Unnamed: 0,Index,message to examine,label (depression result)
0,106,just had a real good moment. i missssssssss hi...,0
1,217,is reading manga http://plurk.com/p/mzp1e,0
2,220,@comeagainjen http://twitpic.com/2y2lx - http:...,0
3,288,@lapcat Need to send 'em to my accountant tomo...,0
4,540,ADD ME ON MYSPACE!!! myspace.com/LookThunder,0


In [7]:
texts = df['message to examine'].values
labels = df['label (depression result)'].values

In [8]:
# Step 2: Preprocess the text data
tokenizer = Tokenizer()
tokenizer.fit_on_texts(texts)
sequences = tokenizer.texts_to_sequences(texts)
data = pad_sequences(sequences)

In [9]:
# Step 3: Split the data into training and testing sets
x_train, x_test, y_train, y_test = tts(data, labels, test_size = 0.2)
model = Sequential()
model.add(Embedding(len(tokenizer.index_word)+1, 32, input_length = data.shape[1]))
model.add(LSTM(64))
model.add(Dense(1, activation = 'sigmoid'))
model.compile(loss = 'binary_crossentropy', optimizer = 'adam', metrics = ['accuracy'])

In [10]:
y_train = np.array(y_train, dtype = float)
y_test = np.array(y_test, dtype = float)

In [11]:
model.fit(x_train, y_train, validation_data = (x_test, y_test), epochs = 1)
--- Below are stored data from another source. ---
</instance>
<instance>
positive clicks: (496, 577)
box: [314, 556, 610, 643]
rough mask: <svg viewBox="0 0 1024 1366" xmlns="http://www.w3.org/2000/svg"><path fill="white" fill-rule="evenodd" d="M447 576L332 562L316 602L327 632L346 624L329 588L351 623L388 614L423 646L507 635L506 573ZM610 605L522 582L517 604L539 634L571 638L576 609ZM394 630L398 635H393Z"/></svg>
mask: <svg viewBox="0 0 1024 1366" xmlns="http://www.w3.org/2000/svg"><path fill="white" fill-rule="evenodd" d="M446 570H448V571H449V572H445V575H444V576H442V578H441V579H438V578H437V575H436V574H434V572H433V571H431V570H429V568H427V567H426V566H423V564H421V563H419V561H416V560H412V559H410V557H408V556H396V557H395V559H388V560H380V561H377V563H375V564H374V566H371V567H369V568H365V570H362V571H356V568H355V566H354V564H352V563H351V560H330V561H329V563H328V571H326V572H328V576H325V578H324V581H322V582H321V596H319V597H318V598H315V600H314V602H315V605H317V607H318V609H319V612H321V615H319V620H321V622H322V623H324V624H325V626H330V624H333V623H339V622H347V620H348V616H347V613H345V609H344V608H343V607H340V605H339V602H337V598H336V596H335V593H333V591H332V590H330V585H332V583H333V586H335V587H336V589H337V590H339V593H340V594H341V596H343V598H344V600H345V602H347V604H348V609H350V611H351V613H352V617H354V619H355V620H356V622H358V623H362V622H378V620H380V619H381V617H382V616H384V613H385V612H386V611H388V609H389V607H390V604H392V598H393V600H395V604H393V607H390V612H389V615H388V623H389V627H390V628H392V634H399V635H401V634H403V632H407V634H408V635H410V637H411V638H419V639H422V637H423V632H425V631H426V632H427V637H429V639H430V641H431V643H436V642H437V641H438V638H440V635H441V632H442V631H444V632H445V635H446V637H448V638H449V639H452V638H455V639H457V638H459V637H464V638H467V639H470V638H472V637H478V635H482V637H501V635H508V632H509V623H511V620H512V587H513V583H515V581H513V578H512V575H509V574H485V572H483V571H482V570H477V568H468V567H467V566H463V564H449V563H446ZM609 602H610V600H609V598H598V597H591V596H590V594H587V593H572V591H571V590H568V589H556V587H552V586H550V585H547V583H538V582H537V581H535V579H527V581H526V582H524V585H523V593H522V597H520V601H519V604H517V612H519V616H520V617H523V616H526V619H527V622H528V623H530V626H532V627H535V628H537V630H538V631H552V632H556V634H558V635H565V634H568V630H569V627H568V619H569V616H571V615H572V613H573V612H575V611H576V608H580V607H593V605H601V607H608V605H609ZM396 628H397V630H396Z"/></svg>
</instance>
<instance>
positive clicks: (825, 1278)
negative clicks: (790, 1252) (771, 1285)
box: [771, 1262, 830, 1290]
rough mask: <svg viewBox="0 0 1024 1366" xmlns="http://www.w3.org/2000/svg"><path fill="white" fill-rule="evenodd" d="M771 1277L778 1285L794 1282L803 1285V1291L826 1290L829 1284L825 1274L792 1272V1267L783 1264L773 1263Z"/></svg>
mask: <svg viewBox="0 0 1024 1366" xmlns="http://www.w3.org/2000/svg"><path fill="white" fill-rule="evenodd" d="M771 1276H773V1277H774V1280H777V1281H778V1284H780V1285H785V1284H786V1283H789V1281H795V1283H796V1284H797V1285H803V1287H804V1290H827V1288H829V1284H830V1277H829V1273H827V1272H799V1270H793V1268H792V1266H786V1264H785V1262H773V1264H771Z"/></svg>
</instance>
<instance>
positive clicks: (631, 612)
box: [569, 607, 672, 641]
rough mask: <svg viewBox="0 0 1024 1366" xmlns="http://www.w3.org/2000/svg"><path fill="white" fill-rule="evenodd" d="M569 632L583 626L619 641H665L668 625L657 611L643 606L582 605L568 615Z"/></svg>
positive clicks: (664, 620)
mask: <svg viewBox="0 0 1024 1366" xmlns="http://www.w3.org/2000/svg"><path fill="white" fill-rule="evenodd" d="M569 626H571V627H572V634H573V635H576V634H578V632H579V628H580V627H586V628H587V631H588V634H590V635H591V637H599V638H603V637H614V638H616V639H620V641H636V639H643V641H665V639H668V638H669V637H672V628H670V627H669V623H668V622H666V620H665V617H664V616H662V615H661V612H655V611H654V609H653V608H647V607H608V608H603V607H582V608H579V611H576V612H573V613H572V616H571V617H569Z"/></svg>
<keras.src.callbacks.History at 0x280205fd0>

In [12]:
# Step 4: Use the trained model to classify new text
new_text = ['I had a terrible experince with the product and service']
new_sequence = tokenizer.texts_to_sequences(new_text)
new_data = pad_sequences(new_sequence, maxlen = data.shape[1])
prediction = model.predict(new_data)



In [13]:
# Step 5: Evaluate the model
scores = model.evaluate(x_test, y_test)
print('Accuracy:', scores[1])

Accuracy: 0.9835191369056702